American businessman

Craig A. Dubow is the former chairman, president and chief executive officer of Gannett Company.

==Biography==
Dubow was born on October 26, 1954. He graduated from the University of Texas at Austin in 1977. In 1981, he worked in advertising sales for KUSA in Denver, Colorado. He then worked for KVUE-TV in Austin, Texas, and became its president and general manager in 1990. In 1992, he became the president and general manager of WXIA-TV in Atlanta, Georgia. From 1996 to 2000, he was the executive vice president of Gannett Television. He became president of Gannett Broadcasting in 2000 and CEO in 2001.

He sits on the board of directors of Broadcast Music Incorporated and the Associated Press. He is a member of the Business Roundtable and the Development Board of the University of Texas at Austin. He has been on the boards of directors of MSTV, CBS and NBC.

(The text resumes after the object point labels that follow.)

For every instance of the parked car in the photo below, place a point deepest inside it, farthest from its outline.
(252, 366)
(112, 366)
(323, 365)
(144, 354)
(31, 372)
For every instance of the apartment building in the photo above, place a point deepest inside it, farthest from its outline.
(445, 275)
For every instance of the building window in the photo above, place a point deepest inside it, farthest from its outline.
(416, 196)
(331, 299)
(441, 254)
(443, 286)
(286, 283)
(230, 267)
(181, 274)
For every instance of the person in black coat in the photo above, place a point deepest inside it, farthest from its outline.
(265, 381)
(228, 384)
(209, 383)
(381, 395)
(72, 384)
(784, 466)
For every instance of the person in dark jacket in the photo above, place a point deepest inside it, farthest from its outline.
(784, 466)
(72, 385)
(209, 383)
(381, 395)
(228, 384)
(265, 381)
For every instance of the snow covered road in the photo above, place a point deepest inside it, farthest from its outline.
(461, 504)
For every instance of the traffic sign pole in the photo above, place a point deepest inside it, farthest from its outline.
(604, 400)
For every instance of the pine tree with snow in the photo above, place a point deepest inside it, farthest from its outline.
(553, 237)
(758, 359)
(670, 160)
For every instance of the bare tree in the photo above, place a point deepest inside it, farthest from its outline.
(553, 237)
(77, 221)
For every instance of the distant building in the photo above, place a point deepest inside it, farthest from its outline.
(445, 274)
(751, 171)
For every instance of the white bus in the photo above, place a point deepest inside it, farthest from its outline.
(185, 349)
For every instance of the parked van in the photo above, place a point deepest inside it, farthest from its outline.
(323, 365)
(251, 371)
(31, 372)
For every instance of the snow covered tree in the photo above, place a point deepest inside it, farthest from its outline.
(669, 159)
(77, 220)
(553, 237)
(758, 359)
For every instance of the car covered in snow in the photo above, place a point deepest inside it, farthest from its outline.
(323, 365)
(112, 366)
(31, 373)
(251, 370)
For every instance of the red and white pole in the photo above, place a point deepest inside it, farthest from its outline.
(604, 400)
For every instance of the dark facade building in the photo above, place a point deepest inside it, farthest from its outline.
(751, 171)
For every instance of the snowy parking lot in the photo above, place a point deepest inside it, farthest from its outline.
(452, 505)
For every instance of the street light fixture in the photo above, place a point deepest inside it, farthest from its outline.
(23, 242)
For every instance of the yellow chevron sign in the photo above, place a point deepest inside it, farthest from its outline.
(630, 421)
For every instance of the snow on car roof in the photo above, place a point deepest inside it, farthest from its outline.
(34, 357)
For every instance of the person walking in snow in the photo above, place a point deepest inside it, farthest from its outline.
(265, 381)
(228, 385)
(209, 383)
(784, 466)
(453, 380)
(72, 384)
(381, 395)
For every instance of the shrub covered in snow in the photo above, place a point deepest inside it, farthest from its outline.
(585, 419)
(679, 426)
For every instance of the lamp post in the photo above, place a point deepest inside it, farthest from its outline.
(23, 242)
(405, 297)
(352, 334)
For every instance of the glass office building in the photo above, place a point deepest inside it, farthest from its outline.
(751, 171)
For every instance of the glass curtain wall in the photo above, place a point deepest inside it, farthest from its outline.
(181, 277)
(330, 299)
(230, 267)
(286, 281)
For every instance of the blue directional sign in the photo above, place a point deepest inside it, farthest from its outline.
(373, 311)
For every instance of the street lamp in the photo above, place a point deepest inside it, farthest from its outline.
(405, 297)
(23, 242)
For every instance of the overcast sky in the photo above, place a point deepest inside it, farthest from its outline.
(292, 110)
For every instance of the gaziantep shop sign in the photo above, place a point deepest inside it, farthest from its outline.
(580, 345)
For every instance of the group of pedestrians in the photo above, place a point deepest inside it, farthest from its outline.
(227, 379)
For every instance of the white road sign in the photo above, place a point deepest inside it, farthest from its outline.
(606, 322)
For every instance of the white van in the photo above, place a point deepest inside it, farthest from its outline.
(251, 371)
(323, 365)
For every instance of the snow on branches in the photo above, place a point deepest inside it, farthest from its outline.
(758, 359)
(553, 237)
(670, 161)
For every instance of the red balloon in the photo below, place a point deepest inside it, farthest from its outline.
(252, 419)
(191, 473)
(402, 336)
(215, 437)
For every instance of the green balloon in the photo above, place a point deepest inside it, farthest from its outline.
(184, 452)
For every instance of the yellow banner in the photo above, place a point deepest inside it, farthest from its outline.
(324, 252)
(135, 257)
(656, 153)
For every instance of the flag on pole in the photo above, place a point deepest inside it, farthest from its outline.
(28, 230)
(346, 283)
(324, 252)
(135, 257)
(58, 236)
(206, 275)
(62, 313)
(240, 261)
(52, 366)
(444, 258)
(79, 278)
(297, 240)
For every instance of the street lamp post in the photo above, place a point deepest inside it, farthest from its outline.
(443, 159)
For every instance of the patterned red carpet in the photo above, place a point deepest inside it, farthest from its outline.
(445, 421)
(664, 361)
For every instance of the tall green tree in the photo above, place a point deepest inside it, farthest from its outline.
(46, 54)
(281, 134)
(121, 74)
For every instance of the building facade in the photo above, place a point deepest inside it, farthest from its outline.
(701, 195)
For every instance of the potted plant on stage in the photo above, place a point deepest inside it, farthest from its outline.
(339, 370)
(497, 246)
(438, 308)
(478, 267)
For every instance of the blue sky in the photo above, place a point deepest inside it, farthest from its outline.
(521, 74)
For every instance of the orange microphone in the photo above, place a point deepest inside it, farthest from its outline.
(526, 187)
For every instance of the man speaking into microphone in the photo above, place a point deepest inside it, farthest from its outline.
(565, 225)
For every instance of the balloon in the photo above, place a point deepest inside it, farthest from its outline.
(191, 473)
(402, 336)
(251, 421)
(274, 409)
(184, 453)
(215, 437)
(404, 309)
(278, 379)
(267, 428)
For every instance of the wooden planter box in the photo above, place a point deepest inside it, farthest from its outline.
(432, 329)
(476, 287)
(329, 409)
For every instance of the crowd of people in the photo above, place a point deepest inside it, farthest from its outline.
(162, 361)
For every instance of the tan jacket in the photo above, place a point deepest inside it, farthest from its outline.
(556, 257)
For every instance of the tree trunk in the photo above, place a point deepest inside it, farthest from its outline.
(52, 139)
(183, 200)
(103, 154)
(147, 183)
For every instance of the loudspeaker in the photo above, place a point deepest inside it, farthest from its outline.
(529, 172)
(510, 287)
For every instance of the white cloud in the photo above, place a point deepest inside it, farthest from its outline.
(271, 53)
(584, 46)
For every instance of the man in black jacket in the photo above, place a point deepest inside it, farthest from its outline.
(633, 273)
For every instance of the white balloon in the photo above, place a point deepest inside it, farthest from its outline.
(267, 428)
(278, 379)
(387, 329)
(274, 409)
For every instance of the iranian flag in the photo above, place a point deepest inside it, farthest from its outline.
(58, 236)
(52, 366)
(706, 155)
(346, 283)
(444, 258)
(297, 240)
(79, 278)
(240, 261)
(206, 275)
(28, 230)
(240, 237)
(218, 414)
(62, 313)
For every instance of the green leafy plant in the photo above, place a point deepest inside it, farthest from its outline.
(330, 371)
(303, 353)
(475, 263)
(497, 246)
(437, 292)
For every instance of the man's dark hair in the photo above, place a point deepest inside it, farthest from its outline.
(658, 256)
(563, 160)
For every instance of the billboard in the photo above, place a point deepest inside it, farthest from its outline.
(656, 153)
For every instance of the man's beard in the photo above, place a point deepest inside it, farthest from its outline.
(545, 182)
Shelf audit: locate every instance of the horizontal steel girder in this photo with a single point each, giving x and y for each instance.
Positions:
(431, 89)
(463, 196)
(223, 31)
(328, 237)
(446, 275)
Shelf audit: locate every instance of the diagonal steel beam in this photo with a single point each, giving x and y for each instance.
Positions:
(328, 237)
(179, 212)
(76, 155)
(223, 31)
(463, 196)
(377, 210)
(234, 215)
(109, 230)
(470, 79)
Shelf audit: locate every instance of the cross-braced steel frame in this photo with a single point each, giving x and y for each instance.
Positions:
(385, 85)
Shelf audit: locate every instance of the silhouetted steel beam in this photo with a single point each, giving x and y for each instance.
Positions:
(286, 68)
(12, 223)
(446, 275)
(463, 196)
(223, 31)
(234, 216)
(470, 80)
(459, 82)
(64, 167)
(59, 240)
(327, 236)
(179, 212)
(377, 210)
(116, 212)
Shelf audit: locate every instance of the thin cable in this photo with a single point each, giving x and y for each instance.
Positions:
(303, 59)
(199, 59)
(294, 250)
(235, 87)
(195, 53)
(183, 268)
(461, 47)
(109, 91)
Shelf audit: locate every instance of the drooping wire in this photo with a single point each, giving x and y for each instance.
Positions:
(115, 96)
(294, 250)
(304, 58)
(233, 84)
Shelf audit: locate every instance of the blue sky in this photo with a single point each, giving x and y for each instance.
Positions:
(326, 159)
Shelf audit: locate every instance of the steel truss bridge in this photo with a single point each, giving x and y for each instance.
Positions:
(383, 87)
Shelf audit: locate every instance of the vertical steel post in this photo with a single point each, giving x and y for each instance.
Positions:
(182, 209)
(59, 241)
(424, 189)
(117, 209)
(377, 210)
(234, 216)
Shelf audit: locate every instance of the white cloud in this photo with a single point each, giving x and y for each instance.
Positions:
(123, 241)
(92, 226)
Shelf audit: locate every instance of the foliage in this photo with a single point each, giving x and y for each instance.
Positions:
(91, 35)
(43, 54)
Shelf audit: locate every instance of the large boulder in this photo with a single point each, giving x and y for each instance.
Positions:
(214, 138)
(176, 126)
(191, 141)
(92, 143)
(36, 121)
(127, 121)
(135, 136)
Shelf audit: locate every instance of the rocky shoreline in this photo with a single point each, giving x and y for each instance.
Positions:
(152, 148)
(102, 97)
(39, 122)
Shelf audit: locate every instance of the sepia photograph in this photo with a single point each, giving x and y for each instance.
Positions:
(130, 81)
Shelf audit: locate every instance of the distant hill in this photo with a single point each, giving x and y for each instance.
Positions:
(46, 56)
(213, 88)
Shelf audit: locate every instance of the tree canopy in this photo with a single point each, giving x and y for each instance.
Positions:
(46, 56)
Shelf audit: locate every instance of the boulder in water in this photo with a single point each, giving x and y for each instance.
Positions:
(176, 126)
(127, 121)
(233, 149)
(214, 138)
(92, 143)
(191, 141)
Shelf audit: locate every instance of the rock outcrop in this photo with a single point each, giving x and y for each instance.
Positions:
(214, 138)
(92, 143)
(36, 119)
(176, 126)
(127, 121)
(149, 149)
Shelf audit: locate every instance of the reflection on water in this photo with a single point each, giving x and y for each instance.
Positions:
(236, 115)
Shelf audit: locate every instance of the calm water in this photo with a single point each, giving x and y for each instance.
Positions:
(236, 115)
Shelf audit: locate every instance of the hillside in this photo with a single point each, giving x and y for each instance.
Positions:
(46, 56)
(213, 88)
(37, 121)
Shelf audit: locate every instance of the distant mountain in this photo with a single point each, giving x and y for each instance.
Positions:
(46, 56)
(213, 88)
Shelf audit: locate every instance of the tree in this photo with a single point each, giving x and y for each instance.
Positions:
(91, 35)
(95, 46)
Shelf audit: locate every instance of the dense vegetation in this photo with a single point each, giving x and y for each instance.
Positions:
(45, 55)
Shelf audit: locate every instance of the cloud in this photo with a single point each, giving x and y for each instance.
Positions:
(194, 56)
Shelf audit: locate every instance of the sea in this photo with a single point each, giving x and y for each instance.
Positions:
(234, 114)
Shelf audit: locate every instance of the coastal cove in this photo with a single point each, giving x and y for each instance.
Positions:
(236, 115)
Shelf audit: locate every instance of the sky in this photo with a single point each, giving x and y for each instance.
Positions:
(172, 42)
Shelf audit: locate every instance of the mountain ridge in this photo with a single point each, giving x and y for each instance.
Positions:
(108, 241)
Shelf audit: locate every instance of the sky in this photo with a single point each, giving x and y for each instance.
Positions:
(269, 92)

Dubow's annual compensation at Gannett was approximately $4.5 million. He retired on October 6, 2011, for health reasons. He left with a golden parachute and could receive retirement and disability benefits valued at $37 million. The amount of his retirement and disability payout has been criticized as excessive in light of the facts that under Dubow's five-year tenure as CEO, Gannett's share price fell to $10 per share from over $70, and the number of employees was reduced from 52,000 to 32,000.

He lives in Great Falls, Virginia, with his wife Denise.